El episodio tuvo lugar ayer por la tarde en Cabo Aristizábal y Cabo San José, en Rada Tilly. Un calefón, que se encontraba en el interior de un taller particular, habría explotado y prendido fuego la totalidad de la estructura, además de una camioneta Ford F100 y un arenero. Las llamas alcanzaron el cielorraso de una vivienda que se encontraba atrás del taller y consumió toda la conexión eléctrica y techo del domicilio. Los bomberos tuvieron que romper una pared para combatir el siniestro en la última casa.
Los vecinos de la calle Cabo Aristizábal al 400 de Rada Tilly se vieron sorprendidos ayer cuando a las 18 escucharon una explosión. Pensaron que se trataba de niños jugando. Sin embargo, era el incendio en un taller particular y al advertirlo dieron aviso a los Bomberos de la villa balnearia para que pudieran controlar el siniestro.
Los voluntarios llegaron rápidamente al barrio Tierra Joven y se encontraron con que el incendio ya había consumido la totalidad de la estructura, además de un arenero en construcción y una Ford F100.
El trabajo era arduo, pero se fue complicando aún más con el correr de los minutos, ya que las llamas no daban tregua a los voluntarios. Dos dotaciones no alcanzaban para controlar el siniestro, por lo que se pidió colaboración a los bomberos de esta ciudad. En total tres dotaciones trabajaron en el lugar. Es que las llamas no cesaban y ponían en riesgo a las viviendas aledañas.
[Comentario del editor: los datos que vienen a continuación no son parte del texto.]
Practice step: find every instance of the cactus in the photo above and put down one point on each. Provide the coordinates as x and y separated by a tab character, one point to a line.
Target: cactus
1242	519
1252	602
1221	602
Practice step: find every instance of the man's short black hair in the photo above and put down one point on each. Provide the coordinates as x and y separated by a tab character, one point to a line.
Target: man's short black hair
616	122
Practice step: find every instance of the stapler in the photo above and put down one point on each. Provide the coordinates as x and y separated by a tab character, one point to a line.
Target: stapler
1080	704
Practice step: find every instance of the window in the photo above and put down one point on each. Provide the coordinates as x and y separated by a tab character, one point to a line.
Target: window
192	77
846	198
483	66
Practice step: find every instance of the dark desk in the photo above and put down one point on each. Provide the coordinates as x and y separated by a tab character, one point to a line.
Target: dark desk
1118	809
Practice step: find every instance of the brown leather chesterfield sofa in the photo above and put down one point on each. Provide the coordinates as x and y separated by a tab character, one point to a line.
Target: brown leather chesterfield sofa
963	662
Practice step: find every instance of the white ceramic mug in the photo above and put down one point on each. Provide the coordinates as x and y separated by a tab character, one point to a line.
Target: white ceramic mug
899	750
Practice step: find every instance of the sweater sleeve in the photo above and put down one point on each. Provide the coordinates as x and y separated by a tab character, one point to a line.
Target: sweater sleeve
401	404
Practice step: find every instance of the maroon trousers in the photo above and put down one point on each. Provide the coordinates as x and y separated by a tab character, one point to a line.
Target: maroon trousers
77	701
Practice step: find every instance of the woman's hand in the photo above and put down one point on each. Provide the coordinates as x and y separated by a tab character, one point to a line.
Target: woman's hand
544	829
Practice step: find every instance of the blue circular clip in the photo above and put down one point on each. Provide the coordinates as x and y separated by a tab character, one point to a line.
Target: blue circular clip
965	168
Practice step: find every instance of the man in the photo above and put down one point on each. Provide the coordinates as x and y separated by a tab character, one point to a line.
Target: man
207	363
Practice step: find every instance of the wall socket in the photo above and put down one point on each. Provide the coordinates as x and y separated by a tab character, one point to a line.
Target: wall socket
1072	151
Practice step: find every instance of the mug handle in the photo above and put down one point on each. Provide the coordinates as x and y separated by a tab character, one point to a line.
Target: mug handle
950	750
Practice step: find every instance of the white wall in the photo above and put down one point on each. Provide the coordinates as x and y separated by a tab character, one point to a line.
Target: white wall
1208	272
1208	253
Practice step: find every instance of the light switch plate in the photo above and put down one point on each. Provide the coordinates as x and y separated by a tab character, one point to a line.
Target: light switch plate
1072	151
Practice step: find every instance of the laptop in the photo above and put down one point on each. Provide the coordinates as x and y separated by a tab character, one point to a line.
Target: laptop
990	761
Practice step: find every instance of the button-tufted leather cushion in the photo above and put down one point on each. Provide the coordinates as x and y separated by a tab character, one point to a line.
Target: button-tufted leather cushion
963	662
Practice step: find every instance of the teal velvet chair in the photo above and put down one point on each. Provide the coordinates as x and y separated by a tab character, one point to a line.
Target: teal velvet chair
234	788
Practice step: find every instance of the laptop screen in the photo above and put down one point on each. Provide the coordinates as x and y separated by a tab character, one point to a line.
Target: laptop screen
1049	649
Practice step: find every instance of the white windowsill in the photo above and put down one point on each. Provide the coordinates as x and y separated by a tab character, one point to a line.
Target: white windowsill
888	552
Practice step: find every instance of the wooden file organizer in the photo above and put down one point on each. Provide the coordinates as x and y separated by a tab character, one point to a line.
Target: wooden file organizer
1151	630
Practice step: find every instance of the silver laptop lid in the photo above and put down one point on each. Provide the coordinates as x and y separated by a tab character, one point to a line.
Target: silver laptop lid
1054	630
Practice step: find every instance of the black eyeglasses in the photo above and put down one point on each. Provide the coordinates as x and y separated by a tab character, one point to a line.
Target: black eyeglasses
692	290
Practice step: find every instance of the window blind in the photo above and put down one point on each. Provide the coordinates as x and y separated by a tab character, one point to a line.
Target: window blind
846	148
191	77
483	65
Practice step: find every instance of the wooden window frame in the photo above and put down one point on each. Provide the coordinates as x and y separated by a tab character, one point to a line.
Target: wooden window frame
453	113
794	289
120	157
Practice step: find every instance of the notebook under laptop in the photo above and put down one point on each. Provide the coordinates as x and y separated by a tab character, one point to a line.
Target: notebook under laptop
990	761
ROMPER UNA PARED PARA SALVAR LA CASA
La situación empeoró cuando el incendio volvió a ganar protagonismo por el viento y empezó a introducirse en una vivienda ubicada en Cabo San José, que se encuentra detrás del taller afectado. El cielorraso y las conexiones eléctricas fueron lo primero que consumió el incendio. Desesperado, el propietario de la vivienda pidió a los bomberos que ingresaran en ella para controlar las llamas. Sin embargo, los voluntarios no podían apagar el siniestro y le dijeron que debían romper una pared para lograrlo.
El propietario dio el visto bueno al ver que el fuego no daba respiro y que si se negaba podría perder mucho más que una pared. Los bomberos rompieron la estructura y pudieron controlar el siniestro.
Finalmente las tareas se extendieron durante una hora y por fortuna no hubo que lamentar heridos.